Jin Bo, Muller Brian, Zhai Chengxiang, Lu Xinghua
Department of Biostatistics, Bioinformatics and Epidemiology, Medical University of South Carolina, Charleston, SC 29425, USA.
BMC Bioinformatics. 2008 Dec 8;9:525. doi: 10.1186/1471-2105-9-525.
The Gene Ontology is a controlled vocabulary for representing knowledge related to genes and proteins in a computable form. The current effort of manually annotating proteins with the Gene Ontology is outpaced by the rate of accumulation of biomedical knowledge in literature, which urges the development of text mining approaches to facilitate the process by automatically extracting the Gene Ontology annotation from literature. The task is usually cast as a text classification problem, and contemporary methods are confronted with unbalanced training data and the difficulties associated with multi-label classification.
In this research, we investigated the methods of enhancing automatic multi-label classification of biomedical literature by utilizing the structure of the Gene Ontology graph. We have studied three graph-based multi-label classification algorithms, including a novel stochastic algorithm and two top-down hierarchical classification methods for multi-label literature classification. We systematically evaluated and compared these graph-based classification algorithms to a conventional flat multi-label algorithm. The results indicate that, through utilizing the information from the structure of the Gene Ontology graph, the graph-based multi-label classification methods can significantly improve predictions of the Gene Ontology terms implied by the analyzed text. Furthermore, the graph-based multi-label classifiers are capable of suggesting Gene Ontology annotations (to curators) that are closely related to the true annotations even if they fail to predict the true ones directly. A software package implementing the studied algorithms is available for the research community.
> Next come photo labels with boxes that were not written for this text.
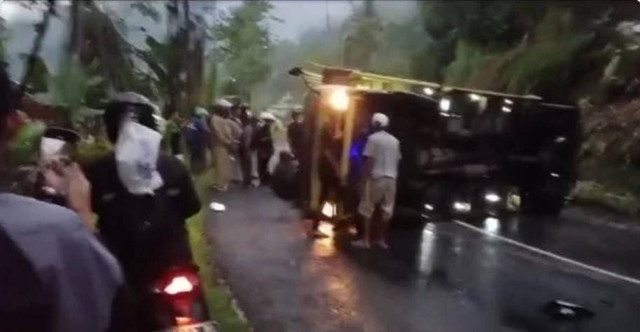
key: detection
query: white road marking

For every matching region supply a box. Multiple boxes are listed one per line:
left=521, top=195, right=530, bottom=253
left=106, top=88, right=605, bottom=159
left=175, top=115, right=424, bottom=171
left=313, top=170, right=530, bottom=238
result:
left=453, top=220, right=640, bottom=285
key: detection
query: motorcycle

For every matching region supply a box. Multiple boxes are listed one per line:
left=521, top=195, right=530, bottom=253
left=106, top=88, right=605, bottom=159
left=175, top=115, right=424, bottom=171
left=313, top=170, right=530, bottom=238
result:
left=145, top=265, right=217, bottom=332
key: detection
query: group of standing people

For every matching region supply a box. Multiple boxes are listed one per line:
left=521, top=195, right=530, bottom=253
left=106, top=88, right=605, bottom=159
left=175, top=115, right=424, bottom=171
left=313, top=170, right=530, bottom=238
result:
left=191, top=100, right=275, bottom=191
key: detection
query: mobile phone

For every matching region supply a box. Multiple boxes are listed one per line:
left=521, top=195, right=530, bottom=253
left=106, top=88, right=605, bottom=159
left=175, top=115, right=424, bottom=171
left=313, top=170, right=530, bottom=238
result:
left=39, top=127, right=80, bottom=167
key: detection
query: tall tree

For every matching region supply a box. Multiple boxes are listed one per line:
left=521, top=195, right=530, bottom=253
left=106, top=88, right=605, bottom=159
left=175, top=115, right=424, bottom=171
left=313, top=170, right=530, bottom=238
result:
left=214, top=0, right=273, bottom=99
left=343, top=0, right=382, bottom=70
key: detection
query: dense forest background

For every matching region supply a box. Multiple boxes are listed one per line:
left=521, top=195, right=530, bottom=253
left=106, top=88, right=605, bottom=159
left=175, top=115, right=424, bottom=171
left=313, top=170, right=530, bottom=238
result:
left=0, top=0, right=640, bottom=213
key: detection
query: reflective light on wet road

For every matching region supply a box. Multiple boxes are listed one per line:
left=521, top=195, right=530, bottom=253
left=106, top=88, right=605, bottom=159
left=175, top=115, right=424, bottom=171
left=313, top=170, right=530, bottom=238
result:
left=418, top=223, right=436, bottom=276
left=484, top=192, right=501, bottom=203
left=484, top=217, right=500, bottom=234
left=453, top=202, right=471, bottom=213
left=318, top=221, right=334, bottom=238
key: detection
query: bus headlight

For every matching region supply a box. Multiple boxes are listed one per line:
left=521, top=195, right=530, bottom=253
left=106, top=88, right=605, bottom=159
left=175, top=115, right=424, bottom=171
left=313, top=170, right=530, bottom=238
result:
left=329, top=88, right=349, bottom=112
left=440, top=98, right=451, bottom=112
left=453, top=202, right=471, bottom=213
left=484, top=192, right=502, bottom=203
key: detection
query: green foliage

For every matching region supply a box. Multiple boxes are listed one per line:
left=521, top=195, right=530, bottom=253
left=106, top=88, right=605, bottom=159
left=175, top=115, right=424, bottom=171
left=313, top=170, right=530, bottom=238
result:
left=34, top=57, right=104, bottom=127
left=214, top=0, right=273, bottom=99
left=343, top=0, right=382, bottom=70
left=131, top=1, right=161, bottom=23
left=77, top=137, right=112, bottom=165
left=8, top=121, right=46, bottom=165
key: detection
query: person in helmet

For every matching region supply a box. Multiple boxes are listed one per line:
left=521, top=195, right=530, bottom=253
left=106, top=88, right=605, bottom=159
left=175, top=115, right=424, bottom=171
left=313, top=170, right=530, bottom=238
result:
left=87, top=92, right=201, bottom=308
left=354, top=113, right=400, bottom=249
left=210, top=99, right=235, bottom=191
left=0, top=66, right=124, bottom=332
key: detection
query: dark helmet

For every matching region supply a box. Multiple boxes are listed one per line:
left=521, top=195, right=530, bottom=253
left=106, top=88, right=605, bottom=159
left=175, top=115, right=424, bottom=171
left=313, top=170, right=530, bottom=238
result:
left=103, top=92, right=160, bottom=143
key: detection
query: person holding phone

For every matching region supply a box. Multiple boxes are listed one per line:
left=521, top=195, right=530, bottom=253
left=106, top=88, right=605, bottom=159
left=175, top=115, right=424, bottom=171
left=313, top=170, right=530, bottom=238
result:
left=0, top=69, right=123, bottom=332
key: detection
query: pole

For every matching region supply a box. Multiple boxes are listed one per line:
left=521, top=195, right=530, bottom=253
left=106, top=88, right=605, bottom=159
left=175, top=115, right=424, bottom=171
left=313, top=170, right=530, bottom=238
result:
left=324, top=0, right=331, bottom=32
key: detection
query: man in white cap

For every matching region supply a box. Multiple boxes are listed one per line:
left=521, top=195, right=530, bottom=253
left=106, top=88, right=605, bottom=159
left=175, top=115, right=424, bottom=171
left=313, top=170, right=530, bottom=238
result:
left=354, top=113, right=400, bottom=249
left=211, top=99, right=234, bottom=191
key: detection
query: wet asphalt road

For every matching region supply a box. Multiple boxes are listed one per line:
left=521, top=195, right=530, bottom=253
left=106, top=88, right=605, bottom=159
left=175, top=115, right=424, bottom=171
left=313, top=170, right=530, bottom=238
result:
left=207, top=188, right=640, bottom=332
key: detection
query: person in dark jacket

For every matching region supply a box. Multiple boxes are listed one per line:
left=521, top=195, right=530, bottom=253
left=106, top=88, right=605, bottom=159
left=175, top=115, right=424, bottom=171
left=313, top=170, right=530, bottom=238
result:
left=287, top=111, right=304, bottom=159
left=238, top=105, right=255, bottom=187
left=87, top=92, right=201, bottom=330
Through utilizing the information from the structure of the Gene Ontology graph, the graph-based multi-label classification methods have better potential than the conventional flat multi-label classification approach to facilitate protein annotation based on the literature.
基因本体论是一种以可计算形式表示与基因和蛋白质相关知识的受控词汇表。目前用基因本体论手动注释蛋白质的工作已跟不上文献中生物医学知识的积累速度,这促使开发文本挖掘方法,通过从文献中自动提取基因本体论注释来促进这一过程。该任务通常被视为文本分类问题,而当代方法面临训练数据不平衡以及与多标签分类相关的困难。
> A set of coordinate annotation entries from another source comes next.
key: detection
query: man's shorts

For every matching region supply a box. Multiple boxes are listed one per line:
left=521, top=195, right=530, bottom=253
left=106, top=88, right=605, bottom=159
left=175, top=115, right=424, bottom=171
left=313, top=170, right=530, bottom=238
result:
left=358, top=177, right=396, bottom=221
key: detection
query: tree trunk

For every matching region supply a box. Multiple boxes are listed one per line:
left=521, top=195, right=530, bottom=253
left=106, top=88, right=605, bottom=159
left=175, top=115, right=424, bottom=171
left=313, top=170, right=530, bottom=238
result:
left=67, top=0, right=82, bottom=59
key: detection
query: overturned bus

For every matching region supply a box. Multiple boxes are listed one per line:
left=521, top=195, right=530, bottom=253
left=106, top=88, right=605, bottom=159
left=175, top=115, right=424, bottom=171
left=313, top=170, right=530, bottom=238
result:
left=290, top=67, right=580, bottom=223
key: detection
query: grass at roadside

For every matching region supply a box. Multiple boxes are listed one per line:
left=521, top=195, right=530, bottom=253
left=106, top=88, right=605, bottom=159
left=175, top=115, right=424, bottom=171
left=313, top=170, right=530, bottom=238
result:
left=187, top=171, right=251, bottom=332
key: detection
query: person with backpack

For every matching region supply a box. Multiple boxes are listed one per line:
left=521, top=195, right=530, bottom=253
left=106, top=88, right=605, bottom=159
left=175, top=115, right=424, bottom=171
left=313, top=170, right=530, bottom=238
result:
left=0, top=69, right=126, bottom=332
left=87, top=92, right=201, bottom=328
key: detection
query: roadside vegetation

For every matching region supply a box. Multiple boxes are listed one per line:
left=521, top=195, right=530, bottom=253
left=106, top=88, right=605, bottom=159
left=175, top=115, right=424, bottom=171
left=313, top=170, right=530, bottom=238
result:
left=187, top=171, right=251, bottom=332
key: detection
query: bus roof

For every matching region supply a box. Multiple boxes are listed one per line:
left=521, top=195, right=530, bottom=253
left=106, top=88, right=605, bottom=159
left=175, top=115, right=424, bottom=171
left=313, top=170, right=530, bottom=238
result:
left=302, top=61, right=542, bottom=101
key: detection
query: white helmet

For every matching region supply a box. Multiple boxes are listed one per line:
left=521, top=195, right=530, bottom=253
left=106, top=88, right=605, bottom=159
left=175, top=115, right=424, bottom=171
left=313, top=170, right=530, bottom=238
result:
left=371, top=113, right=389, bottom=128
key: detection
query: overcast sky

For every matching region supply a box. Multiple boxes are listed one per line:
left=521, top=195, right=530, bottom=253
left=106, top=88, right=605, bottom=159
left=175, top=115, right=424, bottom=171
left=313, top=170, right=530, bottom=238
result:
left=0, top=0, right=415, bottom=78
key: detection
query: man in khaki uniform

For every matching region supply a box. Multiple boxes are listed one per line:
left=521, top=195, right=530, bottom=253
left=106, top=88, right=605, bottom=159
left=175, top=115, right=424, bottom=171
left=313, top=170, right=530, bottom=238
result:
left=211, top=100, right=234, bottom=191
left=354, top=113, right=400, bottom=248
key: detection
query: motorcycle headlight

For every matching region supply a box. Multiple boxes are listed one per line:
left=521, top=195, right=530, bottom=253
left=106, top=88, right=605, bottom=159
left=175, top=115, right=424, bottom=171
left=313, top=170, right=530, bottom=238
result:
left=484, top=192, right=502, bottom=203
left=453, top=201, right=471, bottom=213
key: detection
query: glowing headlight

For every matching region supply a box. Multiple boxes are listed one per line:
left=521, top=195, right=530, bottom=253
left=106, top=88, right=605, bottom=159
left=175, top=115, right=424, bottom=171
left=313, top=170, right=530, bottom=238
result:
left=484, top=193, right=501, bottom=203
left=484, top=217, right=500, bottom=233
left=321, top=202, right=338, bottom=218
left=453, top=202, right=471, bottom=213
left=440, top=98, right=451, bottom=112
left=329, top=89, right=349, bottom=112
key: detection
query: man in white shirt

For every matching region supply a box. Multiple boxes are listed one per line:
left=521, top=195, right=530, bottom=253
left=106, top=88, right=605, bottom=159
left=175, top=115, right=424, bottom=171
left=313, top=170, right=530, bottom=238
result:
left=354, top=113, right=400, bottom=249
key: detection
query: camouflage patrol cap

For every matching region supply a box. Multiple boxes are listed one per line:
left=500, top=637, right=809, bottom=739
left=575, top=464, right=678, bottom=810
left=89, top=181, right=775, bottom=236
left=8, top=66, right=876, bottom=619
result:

在本研究中,我们研究了利用基因本体论图的结构增强生物医学文献自动多标签分类的方法。我们研究了三种基于图的多标签分类算法,包括一种新颖的随机算法和两种用于多标签文献分类的自上而下的层次分类方法。我们系统地评估并将这些基于图的分类算法与传统的扁平多标签算法进行了比较。结果表明,通过利用基因本体论图结构中的信息,基于图的多标签分类方法可以显著改善对分析文本所隐含的基因本体论术语的预测。此外,基于图的多标签分类器即使未能直接预测出真实注释,也能够(向注释者)建议与真实注释密切相关的基因本体论注释。一个实现所研究算法的软件包可供研究社区使用。
通过利用基因本体论图结构中的信息,基于图的多标签分类方法在基于文献促进蛋白质注释方面比传统的扁平多标签分类方法具有更好的潜力。